Consider matrices of the form $\begin{bmatrix} a & b \\ -b & a-b \end{bmatrix}$ with entries from $\mathbb{R}$, closed under addition and matrix multiplication (see Unital rings within matrices ). This forms a unital and commutative ring.
Moreover, the determinant of such a matrix is of the form $x^2 + y^2 - xy = f(x,y)$ for $x,y \in \mathbb{R}$. Notice that $f_x = 2x - y$ and $f_y = 2y - x$, so the only possible extremum is at the critical point $(0,0)$, and for large $(x,y)$ we have positive $f(x,y)$, so I suspect that $f(x,y) > 0$ for $(x,y) \neq (0,0)$. So all nonzero matrices of this form are invertible, which means this ring is a field.

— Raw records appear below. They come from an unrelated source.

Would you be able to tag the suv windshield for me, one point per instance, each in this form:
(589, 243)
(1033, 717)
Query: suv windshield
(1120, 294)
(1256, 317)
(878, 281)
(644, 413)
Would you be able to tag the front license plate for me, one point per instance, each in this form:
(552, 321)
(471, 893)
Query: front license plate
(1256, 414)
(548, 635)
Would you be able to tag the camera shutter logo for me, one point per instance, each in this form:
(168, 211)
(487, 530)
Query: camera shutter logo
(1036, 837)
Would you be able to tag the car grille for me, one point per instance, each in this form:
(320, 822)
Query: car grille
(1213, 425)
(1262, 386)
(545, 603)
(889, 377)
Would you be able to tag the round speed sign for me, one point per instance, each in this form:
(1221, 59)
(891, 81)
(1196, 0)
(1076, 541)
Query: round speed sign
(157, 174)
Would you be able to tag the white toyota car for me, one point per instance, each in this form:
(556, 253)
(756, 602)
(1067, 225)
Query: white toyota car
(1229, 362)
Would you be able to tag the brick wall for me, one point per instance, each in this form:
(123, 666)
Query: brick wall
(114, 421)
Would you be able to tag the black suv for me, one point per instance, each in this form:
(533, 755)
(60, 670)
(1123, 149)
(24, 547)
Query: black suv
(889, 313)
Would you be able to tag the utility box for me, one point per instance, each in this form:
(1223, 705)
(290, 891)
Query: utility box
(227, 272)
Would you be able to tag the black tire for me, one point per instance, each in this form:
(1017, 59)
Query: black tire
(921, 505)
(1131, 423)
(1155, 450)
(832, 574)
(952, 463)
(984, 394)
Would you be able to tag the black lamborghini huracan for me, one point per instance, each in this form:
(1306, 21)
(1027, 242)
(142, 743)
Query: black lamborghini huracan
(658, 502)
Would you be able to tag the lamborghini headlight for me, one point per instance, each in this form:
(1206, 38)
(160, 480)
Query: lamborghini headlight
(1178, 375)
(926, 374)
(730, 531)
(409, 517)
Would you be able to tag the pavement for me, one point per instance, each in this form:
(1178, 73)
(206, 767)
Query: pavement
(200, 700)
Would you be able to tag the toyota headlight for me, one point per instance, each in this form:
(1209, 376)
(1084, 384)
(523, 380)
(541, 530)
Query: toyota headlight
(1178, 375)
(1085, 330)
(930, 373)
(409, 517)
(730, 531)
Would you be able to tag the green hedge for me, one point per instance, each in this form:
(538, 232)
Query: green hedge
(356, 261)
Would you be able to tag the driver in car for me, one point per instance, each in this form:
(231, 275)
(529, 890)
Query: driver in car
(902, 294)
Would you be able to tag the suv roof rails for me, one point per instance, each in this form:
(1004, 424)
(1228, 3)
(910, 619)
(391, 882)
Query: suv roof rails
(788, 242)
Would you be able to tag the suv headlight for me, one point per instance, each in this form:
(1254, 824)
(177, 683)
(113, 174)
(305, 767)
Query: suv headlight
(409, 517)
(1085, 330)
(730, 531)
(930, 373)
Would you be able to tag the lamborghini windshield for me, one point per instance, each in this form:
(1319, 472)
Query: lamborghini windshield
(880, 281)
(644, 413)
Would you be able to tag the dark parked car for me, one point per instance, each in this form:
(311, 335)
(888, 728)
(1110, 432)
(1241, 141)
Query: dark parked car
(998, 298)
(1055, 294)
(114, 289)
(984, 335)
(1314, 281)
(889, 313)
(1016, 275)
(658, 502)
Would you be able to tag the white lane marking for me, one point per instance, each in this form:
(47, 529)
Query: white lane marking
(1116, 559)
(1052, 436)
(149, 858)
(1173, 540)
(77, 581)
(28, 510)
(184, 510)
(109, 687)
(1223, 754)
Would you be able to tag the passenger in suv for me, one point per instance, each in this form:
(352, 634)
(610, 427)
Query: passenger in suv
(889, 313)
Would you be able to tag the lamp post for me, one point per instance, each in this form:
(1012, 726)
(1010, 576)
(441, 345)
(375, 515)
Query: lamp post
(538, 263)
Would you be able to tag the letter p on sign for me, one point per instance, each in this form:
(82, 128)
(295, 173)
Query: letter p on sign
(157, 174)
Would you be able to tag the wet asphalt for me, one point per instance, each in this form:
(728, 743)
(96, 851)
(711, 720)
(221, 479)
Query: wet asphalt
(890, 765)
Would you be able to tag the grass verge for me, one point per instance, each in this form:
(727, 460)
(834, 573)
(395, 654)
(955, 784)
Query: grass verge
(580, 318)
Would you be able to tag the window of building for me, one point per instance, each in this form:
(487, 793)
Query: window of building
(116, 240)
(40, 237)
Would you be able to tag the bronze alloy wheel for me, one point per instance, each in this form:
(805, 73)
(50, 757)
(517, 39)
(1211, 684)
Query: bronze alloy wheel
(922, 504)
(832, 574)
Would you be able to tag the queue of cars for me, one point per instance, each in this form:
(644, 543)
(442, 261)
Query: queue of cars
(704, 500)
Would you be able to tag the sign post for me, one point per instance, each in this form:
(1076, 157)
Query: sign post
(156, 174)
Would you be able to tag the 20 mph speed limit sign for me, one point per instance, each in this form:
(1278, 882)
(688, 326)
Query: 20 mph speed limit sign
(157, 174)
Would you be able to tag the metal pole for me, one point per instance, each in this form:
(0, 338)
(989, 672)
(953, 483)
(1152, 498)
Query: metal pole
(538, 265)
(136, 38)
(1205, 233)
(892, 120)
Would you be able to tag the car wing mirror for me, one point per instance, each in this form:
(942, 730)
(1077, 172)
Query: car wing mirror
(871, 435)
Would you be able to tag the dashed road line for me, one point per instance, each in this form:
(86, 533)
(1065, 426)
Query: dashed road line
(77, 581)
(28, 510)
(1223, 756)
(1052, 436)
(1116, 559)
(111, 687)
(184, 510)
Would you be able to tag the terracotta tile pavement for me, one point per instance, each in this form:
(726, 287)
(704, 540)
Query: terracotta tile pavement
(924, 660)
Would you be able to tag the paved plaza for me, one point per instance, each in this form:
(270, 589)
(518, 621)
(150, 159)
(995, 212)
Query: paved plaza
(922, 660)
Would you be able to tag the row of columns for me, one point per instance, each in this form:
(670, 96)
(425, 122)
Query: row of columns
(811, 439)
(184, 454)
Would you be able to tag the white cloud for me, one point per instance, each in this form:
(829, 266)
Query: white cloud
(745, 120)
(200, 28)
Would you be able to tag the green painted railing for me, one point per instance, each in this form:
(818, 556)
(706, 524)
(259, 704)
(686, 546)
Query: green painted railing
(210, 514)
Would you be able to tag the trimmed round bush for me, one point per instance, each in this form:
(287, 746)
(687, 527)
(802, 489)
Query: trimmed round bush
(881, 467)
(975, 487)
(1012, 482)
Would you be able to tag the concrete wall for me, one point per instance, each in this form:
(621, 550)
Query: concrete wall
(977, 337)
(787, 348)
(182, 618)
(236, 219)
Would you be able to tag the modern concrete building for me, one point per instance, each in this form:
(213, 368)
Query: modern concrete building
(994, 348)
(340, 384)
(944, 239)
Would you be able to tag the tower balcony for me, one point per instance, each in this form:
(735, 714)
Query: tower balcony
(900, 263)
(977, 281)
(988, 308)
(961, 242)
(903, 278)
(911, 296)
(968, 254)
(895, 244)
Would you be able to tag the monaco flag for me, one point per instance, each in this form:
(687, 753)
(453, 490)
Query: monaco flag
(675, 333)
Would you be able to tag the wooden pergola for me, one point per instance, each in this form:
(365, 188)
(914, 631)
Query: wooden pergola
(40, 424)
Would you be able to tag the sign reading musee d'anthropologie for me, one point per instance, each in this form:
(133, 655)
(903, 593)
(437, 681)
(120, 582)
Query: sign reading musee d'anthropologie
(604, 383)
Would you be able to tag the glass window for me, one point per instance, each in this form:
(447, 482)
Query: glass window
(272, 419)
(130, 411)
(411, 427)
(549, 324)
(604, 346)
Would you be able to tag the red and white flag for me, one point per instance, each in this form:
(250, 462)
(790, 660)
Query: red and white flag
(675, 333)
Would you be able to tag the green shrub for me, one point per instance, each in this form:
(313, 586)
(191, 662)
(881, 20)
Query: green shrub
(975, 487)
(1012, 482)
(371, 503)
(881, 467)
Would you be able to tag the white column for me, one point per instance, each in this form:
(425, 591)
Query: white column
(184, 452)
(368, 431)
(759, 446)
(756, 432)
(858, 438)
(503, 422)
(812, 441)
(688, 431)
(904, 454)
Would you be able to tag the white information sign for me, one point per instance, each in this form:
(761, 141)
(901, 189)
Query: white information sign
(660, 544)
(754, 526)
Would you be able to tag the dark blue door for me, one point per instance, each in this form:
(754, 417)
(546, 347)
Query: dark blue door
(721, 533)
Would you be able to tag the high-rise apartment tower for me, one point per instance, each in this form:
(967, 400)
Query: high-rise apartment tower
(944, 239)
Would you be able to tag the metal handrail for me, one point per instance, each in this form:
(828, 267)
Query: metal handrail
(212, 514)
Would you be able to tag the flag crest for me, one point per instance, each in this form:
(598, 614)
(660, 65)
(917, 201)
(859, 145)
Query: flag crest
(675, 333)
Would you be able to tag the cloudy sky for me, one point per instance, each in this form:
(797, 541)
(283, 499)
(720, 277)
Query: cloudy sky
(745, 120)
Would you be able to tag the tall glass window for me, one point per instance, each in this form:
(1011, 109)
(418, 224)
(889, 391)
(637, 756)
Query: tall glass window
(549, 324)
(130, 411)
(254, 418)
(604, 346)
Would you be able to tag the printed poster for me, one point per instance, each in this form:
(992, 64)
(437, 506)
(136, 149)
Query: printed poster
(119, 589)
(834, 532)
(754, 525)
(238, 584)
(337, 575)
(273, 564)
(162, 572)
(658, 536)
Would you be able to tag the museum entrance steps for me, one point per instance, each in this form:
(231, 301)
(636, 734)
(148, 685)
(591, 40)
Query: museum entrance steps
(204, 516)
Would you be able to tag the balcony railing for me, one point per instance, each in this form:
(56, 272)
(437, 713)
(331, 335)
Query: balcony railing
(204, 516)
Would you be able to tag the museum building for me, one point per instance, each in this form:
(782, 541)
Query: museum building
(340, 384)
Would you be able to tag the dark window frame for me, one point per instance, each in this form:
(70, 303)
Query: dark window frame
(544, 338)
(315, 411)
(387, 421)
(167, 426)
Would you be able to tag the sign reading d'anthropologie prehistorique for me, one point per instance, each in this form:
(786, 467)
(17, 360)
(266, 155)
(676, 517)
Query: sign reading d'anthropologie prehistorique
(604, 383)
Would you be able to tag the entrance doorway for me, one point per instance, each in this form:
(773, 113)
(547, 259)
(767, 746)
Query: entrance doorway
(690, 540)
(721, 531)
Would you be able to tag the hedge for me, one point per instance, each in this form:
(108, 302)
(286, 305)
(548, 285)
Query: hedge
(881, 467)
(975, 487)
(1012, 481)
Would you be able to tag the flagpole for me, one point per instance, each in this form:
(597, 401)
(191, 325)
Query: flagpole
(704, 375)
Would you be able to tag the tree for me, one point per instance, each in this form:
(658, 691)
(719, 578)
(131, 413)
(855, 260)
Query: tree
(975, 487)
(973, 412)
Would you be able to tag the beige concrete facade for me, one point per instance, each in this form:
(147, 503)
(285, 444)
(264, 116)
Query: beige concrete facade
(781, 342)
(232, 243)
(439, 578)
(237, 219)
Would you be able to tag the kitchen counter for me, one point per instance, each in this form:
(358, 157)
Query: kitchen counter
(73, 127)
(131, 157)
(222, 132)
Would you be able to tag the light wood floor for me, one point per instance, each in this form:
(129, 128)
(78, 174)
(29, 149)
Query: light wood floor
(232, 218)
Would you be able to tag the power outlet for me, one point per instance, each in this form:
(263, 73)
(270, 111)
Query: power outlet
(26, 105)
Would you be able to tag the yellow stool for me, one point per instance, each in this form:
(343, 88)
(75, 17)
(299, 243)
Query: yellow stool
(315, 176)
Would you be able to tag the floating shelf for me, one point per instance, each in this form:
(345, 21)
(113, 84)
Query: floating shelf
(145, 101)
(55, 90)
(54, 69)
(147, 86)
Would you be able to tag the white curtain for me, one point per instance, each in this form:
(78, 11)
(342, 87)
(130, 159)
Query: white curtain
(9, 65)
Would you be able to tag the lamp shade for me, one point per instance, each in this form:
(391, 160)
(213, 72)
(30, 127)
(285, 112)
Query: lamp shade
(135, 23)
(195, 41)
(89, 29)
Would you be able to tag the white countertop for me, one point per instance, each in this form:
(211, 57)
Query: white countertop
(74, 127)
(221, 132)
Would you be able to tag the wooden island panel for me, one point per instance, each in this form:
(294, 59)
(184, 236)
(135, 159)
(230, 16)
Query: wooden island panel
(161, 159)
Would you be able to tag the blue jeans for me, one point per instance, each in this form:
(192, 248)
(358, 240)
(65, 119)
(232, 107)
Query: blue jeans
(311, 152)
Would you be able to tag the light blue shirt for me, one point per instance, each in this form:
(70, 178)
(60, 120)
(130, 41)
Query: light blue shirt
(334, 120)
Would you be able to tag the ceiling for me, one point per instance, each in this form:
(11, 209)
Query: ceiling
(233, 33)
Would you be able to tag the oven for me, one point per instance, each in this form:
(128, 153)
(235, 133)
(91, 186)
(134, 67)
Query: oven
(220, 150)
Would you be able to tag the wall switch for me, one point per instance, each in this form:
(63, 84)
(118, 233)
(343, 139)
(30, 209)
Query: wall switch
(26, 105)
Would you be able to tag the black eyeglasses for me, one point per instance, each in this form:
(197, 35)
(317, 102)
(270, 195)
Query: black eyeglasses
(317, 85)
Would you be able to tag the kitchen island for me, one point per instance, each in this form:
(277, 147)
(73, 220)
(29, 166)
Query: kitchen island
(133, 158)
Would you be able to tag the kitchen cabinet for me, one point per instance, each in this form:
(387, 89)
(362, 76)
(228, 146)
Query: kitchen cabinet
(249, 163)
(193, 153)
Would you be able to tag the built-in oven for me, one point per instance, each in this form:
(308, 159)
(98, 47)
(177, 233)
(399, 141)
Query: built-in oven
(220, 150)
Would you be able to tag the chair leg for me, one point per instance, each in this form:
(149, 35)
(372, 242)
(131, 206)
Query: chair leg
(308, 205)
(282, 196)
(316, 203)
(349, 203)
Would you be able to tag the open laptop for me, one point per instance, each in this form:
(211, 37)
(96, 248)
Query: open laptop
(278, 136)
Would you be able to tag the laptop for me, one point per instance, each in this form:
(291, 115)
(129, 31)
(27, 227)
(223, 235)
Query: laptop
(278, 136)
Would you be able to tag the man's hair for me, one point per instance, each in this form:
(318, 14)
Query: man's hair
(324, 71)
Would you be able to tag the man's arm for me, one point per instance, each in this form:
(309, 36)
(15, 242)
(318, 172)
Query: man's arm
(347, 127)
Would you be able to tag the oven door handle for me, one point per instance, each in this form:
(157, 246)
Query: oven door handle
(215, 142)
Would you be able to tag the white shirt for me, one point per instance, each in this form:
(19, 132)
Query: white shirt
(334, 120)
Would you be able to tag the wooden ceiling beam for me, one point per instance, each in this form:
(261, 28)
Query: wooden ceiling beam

Call it $M$.
Is there a more well-known field $K$ such that $M \cong K$? I notice that $M \cong \mathbb{R}^2$ with multiplication defined as $(a,b) * (c,d) = (ac-bd, ad+bc-bd)$, which is close to defining it as $(ac-bd, ad+bc)$ for $\mathbb{C}$.
EDIT: there are much simpler ways to prove $x^2+y^2-xy \neq 0$ if $(x,y) \neq (0,0)$. How can I prove that $xy\leq x^2+y^2$?